SEOUL (Reuters) – South Korea’s manufacturing activity extended declines in June as the coronavirus impact on global demand protracted, while uncertainty over the future development and economic recovery further weighed on business outlook.

The IHS Markit purchasing managers’ index (PMI) ticked up to 43.4 in June from 41.3 in May, but remained far below the 50-mark threshold that separates contraction from expansion for a sixth month.

The headline index reflected slower rates of contraction in major sub-indexes such as output, new orders and export orders but business conditions remained extremely weak in historical terms due to a long-feared resurgence in coronavirus infections.

“While the output and new orders indices have risen from the bottoms seen in April, these increases have been marginal as many companies are operating well below capacity or simply observing no month-to-month improvement in production and new order volumes,” IHS Markit economist Joe Hayes said.

Given the country’s high dependence on foreign trade – with exports making up 33% of 2019 nominal gross domestic product – a growing number of analysts downgraded their economic projections for South Korea this year, with the International Monetary Fund now seeing a 2.1% contraction.

Businesses were seen cutting staffing levels for a 14th consecutive month in June and at a similar rate seen in May, in response to weak sales and lower operating requirements.

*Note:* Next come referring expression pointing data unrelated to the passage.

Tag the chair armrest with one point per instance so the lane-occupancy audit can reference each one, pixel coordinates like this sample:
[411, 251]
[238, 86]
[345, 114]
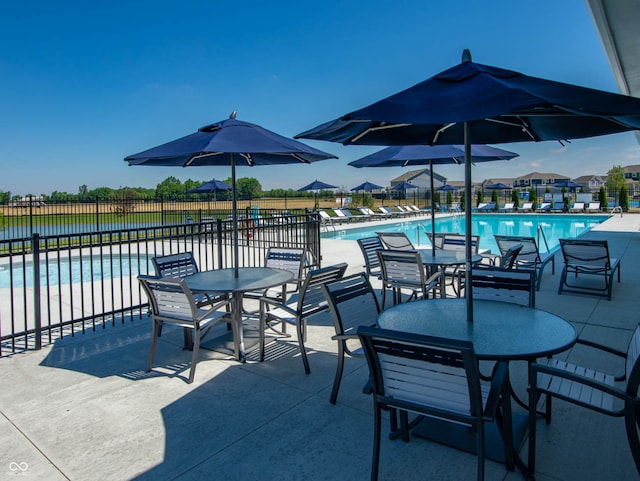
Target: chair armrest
[606, 388]
[499, 380]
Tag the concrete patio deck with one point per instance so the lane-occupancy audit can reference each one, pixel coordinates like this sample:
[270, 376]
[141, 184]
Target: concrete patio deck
[85, 409]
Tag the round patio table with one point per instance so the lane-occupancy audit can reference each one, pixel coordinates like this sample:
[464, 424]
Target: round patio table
[499, 331]
[249, 279]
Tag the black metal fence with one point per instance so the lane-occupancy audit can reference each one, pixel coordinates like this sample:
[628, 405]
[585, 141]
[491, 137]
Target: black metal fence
[60, 285]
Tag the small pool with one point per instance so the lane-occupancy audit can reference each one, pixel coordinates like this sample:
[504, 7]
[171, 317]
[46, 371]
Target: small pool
[71, 270]
[554, 227]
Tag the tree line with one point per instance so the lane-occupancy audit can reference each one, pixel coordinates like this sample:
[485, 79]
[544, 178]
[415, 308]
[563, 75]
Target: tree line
[170, 188]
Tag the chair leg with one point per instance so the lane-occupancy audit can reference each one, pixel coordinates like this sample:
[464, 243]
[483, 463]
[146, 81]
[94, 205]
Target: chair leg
[632, 424]
[338, 377]
[303, 351]
[154, 342]
[196, 350]
[375, 463]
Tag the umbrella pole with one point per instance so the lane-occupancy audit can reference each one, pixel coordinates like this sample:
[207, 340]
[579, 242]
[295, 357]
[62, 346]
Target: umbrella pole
[433, 213]
[467, 205]
[234, 216]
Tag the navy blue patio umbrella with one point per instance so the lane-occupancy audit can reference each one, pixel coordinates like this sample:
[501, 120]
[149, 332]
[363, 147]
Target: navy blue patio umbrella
[409, 155]
[317, 185]
[212, 186]
[499, 186]
[448, 187]
[486, 105]
[229, 142]
[366, 186]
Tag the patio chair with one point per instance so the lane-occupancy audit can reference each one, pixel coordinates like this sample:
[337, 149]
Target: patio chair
[328, 220]
[438, 380]
[529, 257]
[172, 302]
[292, 259]
[181, 265]
[515, 286]
[352, 303]
[577, 207]
[310, 300]
[587, 257]
[593, 207]
[370, 247]
[395, 240]
[403, 270]
[526, 207]
[599, 391]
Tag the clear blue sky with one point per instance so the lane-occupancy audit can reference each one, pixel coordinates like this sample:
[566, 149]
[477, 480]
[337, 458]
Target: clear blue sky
[83, 84]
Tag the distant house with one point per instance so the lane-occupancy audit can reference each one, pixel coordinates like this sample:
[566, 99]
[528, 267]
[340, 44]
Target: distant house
[538, 180]
[421, 178]
[632, 172]
[591, 183]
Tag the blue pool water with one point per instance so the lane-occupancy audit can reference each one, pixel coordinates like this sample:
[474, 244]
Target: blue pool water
[74, 269]
[555, 227]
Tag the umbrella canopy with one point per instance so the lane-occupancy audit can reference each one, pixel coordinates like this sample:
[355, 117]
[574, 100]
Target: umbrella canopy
[498, 186]
[447, 187]
[404, 186]
[212, 186]
[229, 142]
[474, 102]
[409, 155]
[567, 184]
[317, 185]
[367, 186]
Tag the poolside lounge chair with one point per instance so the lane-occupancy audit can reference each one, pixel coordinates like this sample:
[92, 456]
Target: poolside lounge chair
[529, 256]
[557, 207]
[488, 207]
[395, 240]
[526, 207]
[593, 207]
[577, 207]
[587, 257]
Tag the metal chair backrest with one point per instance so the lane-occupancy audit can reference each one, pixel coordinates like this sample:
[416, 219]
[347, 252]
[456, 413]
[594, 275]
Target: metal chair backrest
[528, 256]
[287, 258]
[170, 300]
[175, 265]
[395, 240]
[370, 247]
[589, 256]
[516, 286]
[352, 303]
[438, 240]
[508, 260]
[457, 242]
[424, 374]
[311, 298]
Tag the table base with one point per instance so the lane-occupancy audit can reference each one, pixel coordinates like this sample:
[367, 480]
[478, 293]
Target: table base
[460, 436]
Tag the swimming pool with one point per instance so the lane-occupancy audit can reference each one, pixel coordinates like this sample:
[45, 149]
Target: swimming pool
[71, 270]
[555, 227]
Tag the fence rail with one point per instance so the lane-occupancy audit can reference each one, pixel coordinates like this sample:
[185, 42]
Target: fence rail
[61, 285]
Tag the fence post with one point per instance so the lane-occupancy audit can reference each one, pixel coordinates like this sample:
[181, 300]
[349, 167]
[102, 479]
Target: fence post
[97, 215]
[35, 249]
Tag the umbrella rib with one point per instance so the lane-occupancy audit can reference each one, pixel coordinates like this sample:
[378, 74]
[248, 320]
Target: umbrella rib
[200, 155]
[442, 129]
[374, 129]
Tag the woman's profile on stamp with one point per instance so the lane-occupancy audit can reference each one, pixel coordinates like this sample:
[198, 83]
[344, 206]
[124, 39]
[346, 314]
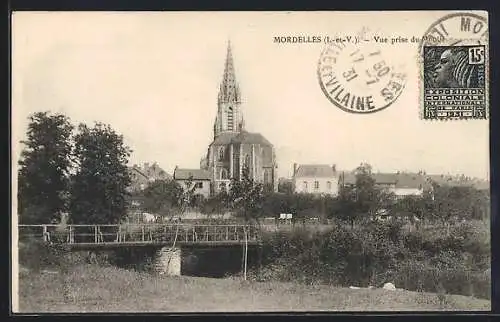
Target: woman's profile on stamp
[452, 69]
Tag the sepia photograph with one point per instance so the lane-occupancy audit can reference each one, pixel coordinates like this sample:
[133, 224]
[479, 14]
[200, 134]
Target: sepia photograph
[183, 162]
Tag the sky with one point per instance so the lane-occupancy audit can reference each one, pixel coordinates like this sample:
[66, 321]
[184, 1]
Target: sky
[154, 77]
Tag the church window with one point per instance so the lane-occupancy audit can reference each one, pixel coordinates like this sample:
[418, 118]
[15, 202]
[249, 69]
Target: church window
[223, 174]
[266, 176]
[247, 161]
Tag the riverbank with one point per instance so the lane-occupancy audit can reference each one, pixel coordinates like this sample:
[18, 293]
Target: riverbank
[93, 288]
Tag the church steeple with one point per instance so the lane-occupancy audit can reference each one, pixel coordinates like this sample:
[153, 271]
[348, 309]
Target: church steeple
[229, 90]
[229, 117]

Expectations for manufacturing output over the next 12 months also remained pessimistic, given uncertainty in COVID-19 development and potentially weak recovery.

“Given the cyclical nature of South Korea’s export-oriented economy, it appears the chances of a slow recovery from the COVID-19 economic shock are rising,” Hayes said.

“Without a sustained pickup in demand, manufacturing output levels will likely remain subdued.”